Suivant l’un de ses dogmes, cette Église chrétienne, à laquelle appartient Mike Pence, milite pour l’installation des Juifs dans l’antique Judée-Samarie.
Suivant l’un de ses dogmes, cette Église chrétienne, à laquelle appartient Mike Pence, milite pour l’installation des Juifs dans l’antique Judée-Samarie.
L’ambassade américaine auprès d’Israël, dont le transfert à Jérusalem a été ordonné le 6 décembre dernier par Donald Trump, ne sera pas la première institution à revendiquer ce statut. Depuis 1980, une «ambassade chrétienne internationale» témoigne en effet du soutien sans faille que certaines communautés évangéliques établies aux États-Unis, en Amérique du Sud, en Asie et ailleurs ont choisi d’apporter à l’État hébreu. Logée dans un élégant hôtel particulier de l’ancienne colonie allemande, cette organisation débourse chaque année plus de vingt millions de dollars pour financer l’immigration juive, porter secours aux survivants de l’Holocauste et soutenir les colonies israéliennes de Cisjordanie. «Au contraire des Églises établies, qui se sont souvent montrées hostiles envers les Juifs, nous sommes ici pour réparer tout le mal qui leur a été fait par le passé», indique David Parsons, son vice-président.
Convaincus que le retour du peuple juif sur l’antique terre d’Israël, y compris en Cisjordanie, est un préalable nécessaire à l’accomplissement des prophéties bibliques, les chrétiens évangéliques n’ont pas dissimulé leur satisfaction lorsque le président des États-Unis a reconnu Jérusalem comme capitale de l’État hébreu.
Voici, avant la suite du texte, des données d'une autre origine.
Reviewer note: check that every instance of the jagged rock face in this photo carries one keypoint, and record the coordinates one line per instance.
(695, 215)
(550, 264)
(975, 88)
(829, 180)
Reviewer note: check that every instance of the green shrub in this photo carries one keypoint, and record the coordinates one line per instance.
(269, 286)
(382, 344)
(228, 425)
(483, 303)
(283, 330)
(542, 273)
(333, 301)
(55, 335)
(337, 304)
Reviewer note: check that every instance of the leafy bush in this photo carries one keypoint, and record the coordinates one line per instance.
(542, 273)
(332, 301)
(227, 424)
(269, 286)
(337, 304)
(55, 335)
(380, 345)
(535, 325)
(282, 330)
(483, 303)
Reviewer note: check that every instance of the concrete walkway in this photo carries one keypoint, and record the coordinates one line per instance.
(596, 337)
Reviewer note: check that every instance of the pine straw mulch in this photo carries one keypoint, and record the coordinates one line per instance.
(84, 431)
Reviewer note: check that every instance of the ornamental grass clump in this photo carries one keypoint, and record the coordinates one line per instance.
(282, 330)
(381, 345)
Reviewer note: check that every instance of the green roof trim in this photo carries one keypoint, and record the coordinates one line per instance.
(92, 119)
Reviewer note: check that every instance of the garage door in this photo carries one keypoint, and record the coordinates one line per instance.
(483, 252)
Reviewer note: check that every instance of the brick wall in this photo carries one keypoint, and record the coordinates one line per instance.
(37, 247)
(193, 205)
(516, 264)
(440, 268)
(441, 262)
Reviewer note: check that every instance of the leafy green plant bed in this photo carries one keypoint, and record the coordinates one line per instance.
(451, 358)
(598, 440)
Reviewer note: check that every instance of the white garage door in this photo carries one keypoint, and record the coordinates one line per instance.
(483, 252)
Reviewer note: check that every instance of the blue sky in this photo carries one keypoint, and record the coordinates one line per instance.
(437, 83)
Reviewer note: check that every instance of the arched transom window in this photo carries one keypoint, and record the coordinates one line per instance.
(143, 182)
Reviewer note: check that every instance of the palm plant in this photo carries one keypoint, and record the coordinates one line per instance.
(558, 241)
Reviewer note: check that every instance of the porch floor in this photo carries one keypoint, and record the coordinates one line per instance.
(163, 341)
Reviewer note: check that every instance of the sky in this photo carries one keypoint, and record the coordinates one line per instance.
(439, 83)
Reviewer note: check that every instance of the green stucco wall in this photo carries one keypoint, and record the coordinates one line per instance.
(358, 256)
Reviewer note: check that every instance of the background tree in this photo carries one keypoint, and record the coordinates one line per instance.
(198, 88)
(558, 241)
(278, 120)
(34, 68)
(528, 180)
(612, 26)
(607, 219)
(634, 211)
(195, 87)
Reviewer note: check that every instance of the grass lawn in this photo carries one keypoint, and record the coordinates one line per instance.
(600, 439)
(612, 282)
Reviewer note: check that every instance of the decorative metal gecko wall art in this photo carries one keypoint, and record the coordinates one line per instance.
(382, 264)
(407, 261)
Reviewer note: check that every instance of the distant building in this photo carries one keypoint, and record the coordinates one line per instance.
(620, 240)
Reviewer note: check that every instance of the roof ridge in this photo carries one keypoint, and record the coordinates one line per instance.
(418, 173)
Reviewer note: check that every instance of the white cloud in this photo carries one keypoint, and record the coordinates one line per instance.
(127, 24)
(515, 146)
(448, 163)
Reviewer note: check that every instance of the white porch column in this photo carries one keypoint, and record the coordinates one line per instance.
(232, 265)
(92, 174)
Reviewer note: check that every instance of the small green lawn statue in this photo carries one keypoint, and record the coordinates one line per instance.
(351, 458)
Ces derniers jours, la fondation chrétienne Friends of Zion a financé l’installation, dans le centre-ville, de dizaines de pancartes souhaitant la bienvenue à Mike Pence. Profondément croyant, le vice-président partage leur foi dans la dimension messianique du sionisme et semble avoir personnellement influencé la décision de Donald Trump. «Cette visite est pour lui une consécration qui couronne un engagement ancien et inébranlable en faveur d’Israël», affirme David Parsons, dont l’unique regret est que M. Pence n’ait pas trouvé le temps de rencontrer à cette occasion les représentants du courant évangélique.
Faciliter l’aliyah
Organisation atypique, l’«ambassade chrétienne» fut créée en réponse à la crise diplomatique que déclencha le vote, à la Knesset, d’une loi proclamant la souveraineté israélienne sur l’ensemble de Jérusalem. À l’appel de l’Assemblée générale des Nations unies, les treize ambassades alors implantées dans la ville furent transférées à Tel-Aviv pour protester contre cette décision unilatérale. «Tandis que nos pays tournaient le dos à Israël, nous avons jugé important d’afficher notre solidarité avec Israël», plaide David Parsons. En partenariat avec l’Agence juive et à côté d’autres organisations évangéliques, l’«ambassade» a depuis déboursé 55 millions de dollars pour faciliter l’aliyah, le départ vers Israël, de 140.000 Juifs originaires d’ex-URSS, d’Inde et d’Éthiopie – mais aussi de France, où 4000 candidats auraient bénéficié de son aide depuis 2010. Au cœur de la Cisjordanie, elle finance la construction et l’entretien d’infrastructures au bénéfice des colons israéliens. «On ne diabolise personne», euphémise M. Parsons, qui met par exemple en avant les travaux menés dans une synagogue de Kiryat Arba, l’une des implantations les plus radicales de Cisjordanie.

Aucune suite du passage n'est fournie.